Let’s go over what happens when a node is down, whether you shut down asd, or the entire machine goes down.

  1. The other nodes of the cluster will continue to send heartbeats to the downed node, until those fail a specified number of consecutive times. This takes timeout * interval milliseconds. By default these are set to take 10 * 150ms = 1500ms.
  2. A Paxos vote elects a leader, then a new partition map is determined by it and communicated to all the remaining nodes in the cluster. The length of this process depends on the cluster size and network, but let’s assume it’s around 50ms.
  3. At the next tend interval the client will identify that a new cluster has formed, ask for the IP of the nodes in the cluster, and pull down the new partition map. Assume it may take up to TendInterval in milliseconds, which by default is 1000ms. The Java, C, C# clients also allow for the tend interval to be configured. The Python does not yet, so it’s set at 1s. You probably don’t want to lower this value to less than 250ms.

Until the client has the new partition map, all reads and writes that are directed at the downed node will experience timeouts. The knowledge base article Understanding Timeout Errors covers this in more detail.
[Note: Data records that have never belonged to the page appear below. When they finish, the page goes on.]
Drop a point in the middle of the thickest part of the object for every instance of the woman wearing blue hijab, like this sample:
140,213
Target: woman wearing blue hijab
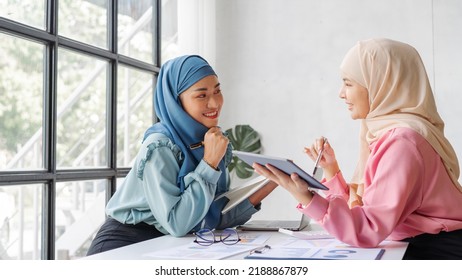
172,186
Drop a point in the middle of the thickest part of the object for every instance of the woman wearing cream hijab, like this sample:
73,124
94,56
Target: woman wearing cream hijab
405,186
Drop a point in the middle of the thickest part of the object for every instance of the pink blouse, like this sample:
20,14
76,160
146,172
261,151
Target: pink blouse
407,191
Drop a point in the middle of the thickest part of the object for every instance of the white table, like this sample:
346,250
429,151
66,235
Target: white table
394,250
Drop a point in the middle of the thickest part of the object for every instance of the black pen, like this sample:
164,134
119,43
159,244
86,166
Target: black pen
324,140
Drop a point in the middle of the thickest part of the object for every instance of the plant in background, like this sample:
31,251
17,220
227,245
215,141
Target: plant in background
243,138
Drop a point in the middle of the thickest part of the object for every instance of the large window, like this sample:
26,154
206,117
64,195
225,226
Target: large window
76,89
It is the application’s logic that needs to decide how to handle the exceptions stemming from these timeouts.

  • You can choose to accept that the operation failed and continue processing.
  • You can use the retry policies, provided by most clients, to have the client wait and retry the operation a few times. In the Go client the base policy object provides the attributes MaxRetries and SleepBetweenRetries. You may want to set the sleep period to be around the TendInterval and the number of retries equal to the period of timeout you expect. I suggest to only use these policies in the exception handler. Most of your writes will not need this behavior.
  • You can implement a similar wait and retry behavior in your application.